Dans l’épisode 1, j’ai posé le contexte, les choix. Aujourd’hui, on va s’intéresser de plus près à la structure des données existantes, les contraintes par rapport au modèle actuel, et commencer à faire joujou avec le nouvel outil, le tout en Python. Un article plus long, mais qui va poser toutes les bases techniques pour procéder plus tard à la conversion proprement dite.

Table versus collection, ligne versus document

MariaDB stocke les informations sous forme de tableaux (tables), constitués de colonnes et de lignes. C’est très pratique, ça permet une grande cohérence car on peut s’assurer que chaque enregistrement (ligne) contient les mêmes champs (colonnes). Dans une même base, on peut avoir plusieurs tables, et il est possible de relier certains champs entre les tables avec des jointures (d’où le terme de base de données relationnelles).

MongoDB s’oriente lui vers un système de collections, qui contiennent des documents, bien plus souple car le contenu de chaque document au sein d’une même collection peut-être différent. En contrepartie il est impossible de faire des relations entre les différents champs des documents, car il n’y a aucun moyen de s’assurer que les champs en question sont présents.

Les deux utilisent par contre un système d’index qui permet de parcourir les enregistrements et documents plus rapidement.
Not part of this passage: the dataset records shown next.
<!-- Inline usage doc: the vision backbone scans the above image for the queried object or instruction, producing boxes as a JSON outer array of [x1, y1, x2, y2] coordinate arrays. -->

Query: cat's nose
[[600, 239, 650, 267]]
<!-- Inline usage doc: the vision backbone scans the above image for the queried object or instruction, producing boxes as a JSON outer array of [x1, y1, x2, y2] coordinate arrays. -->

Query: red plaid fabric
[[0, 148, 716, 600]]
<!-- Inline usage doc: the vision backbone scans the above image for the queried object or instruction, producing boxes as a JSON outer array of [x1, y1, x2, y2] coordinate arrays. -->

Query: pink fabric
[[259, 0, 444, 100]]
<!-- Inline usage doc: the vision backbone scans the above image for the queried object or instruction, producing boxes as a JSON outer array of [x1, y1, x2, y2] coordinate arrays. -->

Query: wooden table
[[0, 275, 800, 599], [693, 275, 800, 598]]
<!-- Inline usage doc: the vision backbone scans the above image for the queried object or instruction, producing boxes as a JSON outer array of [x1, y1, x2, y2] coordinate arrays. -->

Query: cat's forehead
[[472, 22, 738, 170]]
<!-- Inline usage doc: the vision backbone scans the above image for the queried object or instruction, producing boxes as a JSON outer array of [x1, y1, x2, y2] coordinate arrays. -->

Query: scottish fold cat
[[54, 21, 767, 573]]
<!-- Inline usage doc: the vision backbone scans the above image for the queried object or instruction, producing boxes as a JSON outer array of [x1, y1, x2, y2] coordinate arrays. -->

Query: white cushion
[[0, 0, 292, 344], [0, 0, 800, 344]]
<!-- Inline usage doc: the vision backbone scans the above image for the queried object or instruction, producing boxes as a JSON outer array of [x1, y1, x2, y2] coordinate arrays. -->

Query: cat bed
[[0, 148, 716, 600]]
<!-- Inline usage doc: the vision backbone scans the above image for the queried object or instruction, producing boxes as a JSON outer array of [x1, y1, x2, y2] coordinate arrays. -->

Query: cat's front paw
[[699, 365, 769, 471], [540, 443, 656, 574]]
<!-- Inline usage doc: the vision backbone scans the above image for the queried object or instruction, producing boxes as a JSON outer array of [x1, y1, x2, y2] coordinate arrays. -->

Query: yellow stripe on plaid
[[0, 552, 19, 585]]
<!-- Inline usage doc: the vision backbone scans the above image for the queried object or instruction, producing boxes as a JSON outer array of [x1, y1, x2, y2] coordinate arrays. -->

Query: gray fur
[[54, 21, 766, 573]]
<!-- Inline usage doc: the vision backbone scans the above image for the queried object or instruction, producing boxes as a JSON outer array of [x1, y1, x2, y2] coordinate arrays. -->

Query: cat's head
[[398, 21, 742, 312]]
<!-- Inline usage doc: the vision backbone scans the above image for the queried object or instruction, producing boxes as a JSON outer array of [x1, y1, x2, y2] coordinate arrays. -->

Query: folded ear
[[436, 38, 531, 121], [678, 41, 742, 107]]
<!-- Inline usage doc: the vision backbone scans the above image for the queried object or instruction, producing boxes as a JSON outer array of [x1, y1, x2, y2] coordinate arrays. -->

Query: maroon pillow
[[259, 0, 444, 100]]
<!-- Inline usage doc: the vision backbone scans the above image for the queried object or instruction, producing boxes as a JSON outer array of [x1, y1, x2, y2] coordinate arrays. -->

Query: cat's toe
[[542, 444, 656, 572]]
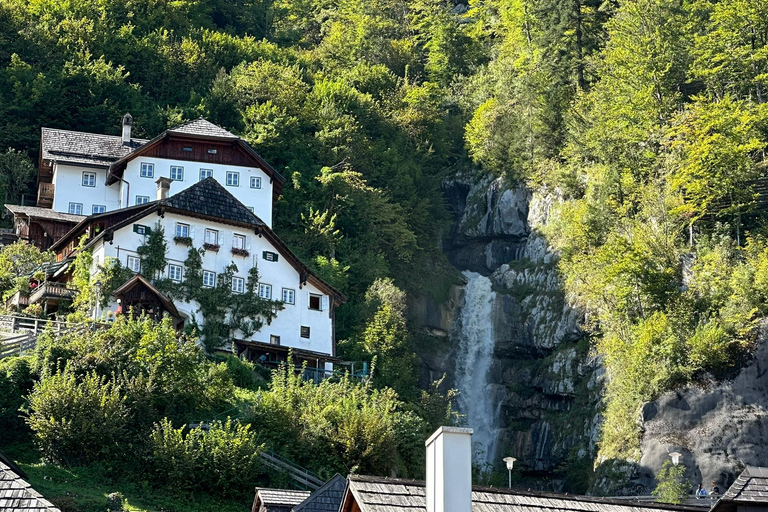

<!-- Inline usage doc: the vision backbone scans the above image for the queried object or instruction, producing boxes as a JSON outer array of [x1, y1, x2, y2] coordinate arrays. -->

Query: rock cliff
[[411, 177, 602, 492], [411, 173, 768, 495]]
Et s’il est possible d’utiliser ses propres index, MongoDB utilise automatiquement, si non spécifié, le champ « _id », qui correspond au champ « id » qu’on utilise très fréquemment dans le monde SQL.
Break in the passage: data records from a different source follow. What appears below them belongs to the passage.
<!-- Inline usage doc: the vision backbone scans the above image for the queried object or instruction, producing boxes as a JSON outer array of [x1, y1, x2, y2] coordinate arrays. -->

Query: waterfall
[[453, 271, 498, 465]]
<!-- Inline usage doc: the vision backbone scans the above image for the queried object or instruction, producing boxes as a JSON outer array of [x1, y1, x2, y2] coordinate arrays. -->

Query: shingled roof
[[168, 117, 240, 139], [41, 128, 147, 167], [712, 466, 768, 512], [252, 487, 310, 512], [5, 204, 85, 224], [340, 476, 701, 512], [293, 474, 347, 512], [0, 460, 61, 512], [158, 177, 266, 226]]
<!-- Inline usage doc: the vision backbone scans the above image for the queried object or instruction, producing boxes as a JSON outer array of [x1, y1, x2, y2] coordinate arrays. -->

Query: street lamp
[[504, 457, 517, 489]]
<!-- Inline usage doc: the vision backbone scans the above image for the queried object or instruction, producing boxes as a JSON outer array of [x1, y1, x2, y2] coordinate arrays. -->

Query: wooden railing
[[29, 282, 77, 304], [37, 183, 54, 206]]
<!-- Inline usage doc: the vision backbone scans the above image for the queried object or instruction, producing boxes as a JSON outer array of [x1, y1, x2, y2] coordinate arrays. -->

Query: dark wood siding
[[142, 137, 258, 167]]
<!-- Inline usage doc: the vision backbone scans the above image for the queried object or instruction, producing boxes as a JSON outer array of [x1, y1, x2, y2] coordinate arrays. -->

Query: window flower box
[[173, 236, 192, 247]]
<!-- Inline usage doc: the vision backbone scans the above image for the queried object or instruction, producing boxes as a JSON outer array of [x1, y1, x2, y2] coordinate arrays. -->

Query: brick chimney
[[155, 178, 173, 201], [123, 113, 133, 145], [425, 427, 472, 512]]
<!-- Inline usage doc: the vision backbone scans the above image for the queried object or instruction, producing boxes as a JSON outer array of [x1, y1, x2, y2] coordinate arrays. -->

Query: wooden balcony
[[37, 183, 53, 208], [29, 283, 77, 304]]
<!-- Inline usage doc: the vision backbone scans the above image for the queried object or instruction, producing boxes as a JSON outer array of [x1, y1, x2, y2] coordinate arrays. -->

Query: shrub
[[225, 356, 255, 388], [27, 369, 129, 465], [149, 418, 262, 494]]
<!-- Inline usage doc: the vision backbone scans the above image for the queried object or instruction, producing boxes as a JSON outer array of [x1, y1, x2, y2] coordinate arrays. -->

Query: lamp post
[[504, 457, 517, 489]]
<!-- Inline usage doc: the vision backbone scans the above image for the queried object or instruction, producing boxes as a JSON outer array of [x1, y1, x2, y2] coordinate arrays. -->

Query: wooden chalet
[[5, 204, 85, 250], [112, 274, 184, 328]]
Étant un grand débutant dans le domaine, je n’argumenterais pas sur les avantages et inconvénients. Le simple fait que la modélisation soit différente m’a titillé l’esprit, et vu la simplicité de ma base de données, ça ne changera pas grand chose au final.
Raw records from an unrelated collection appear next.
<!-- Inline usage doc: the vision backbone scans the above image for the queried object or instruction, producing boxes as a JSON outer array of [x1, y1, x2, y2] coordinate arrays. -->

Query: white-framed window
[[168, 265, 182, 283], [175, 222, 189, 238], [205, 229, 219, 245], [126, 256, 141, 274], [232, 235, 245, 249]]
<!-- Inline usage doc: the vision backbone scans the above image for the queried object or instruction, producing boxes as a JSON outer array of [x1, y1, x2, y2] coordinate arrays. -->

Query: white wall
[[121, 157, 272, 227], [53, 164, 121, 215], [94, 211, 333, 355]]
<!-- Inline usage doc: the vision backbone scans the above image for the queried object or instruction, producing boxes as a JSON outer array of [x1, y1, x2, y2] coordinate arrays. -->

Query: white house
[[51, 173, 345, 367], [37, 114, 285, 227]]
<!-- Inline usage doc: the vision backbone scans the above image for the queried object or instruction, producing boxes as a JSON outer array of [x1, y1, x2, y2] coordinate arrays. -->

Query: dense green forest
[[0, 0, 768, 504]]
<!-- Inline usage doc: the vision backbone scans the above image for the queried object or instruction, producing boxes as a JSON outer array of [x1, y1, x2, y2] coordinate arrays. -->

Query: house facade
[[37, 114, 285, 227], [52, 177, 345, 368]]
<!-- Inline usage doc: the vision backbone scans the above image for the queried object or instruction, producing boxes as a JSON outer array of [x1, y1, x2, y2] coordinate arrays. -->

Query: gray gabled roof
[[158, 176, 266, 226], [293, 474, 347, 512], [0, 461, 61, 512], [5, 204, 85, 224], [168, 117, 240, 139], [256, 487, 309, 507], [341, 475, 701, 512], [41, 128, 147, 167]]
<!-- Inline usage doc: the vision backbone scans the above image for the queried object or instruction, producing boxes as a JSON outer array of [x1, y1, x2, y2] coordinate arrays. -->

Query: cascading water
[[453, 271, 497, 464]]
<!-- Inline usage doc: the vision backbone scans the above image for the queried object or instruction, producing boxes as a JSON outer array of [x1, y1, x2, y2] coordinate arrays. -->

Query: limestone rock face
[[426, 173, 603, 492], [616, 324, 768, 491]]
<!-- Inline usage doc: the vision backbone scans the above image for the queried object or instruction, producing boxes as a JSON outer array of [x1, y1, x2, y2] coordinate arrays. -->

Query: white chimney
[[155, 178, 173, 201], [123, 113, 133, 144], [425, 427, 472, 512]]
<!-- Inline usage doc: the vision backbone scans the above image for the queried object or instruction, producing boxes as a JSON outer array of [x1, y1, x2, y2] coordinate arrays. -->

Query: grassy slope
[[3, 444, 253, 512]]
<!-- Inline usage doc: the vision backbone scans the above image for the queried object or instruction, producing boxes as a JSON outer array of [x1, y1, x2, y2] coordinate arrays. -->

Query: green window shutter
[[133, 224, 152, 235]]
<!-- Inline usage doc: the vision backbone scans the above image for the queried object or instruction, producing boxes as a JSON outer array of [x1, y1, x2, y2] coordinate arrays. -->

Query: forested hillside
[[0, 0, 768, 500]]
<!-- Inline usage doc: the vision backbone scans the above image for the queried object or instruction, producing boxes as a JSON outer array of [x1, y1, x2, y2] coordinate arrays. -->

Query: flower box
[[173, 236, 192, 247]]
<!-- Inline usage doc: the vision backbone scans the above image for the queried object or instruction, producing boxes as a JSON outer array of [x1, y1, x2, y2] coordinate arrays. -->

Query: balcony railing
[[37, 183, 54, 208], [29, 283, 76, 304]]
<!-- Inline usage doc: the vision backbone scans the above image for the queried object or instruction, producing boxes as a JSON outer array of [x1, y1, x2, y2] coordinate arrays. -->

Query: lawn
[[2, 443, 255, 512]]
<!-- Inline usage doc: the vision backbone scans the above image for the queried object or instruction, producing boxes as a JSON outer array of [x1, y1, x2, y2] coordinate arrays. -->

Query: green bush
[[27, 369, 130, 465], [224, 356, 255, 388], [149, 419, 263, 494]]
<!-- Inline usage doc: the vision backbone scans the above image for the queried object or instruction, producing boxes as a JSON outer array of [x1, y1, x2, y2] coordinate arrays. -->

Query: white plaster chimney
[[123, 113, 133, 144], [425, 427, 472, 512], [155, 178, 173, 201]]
Ma collection de films, une base de données « simple »

Une image valant parfois plus que des mots, voilà à quoi ressemble ma base de données, telle que me l’affiche PHPMyAdmin (affichage réduit, sinon y’a environ 440 films) :

mariadb-mongodb-pma

En gros, il n’y a qu’une table qui contient les films, ce qui n’est pas scandaleux puisque je stocke exactement le même type d’informations pour chaque film. On voit par contre un « détail » qui va m’embêter un peu par la suite : le champ id_type, qui ne fait pas directement référence au type du film (DVD ou Bluray), mais à une deuxième table qui elle contient les types (ce qui permet d’en avoir plus que 2, au cas où — qui a dit Betamax ?). Lorsque je fais une requête SQL je fais une jointure pour récupérer le type en plus du reste des informations (on verra ça plus loin).

J’ai donc un souci : je ne pourrais pas reproduire exactement ce comportement avec MongoDB, puisque je ne pourrais pas relier, au niveau de la base et de mes requêtes, le contenu des deux « collections ». Même si je pourrais le faire au niveau de l’application et moyennant deux requêtes MongoDB (contre une pour MariaDB), je vais faire au plus simple, et revenir au comportement d’origine que j’avais codé pour la première version fonctionnelle de la base : le champ « type » contenait directement la mention « DVD » ou Bluray ». Une conversion qui pourra être faite à la volée lors de l’extraction.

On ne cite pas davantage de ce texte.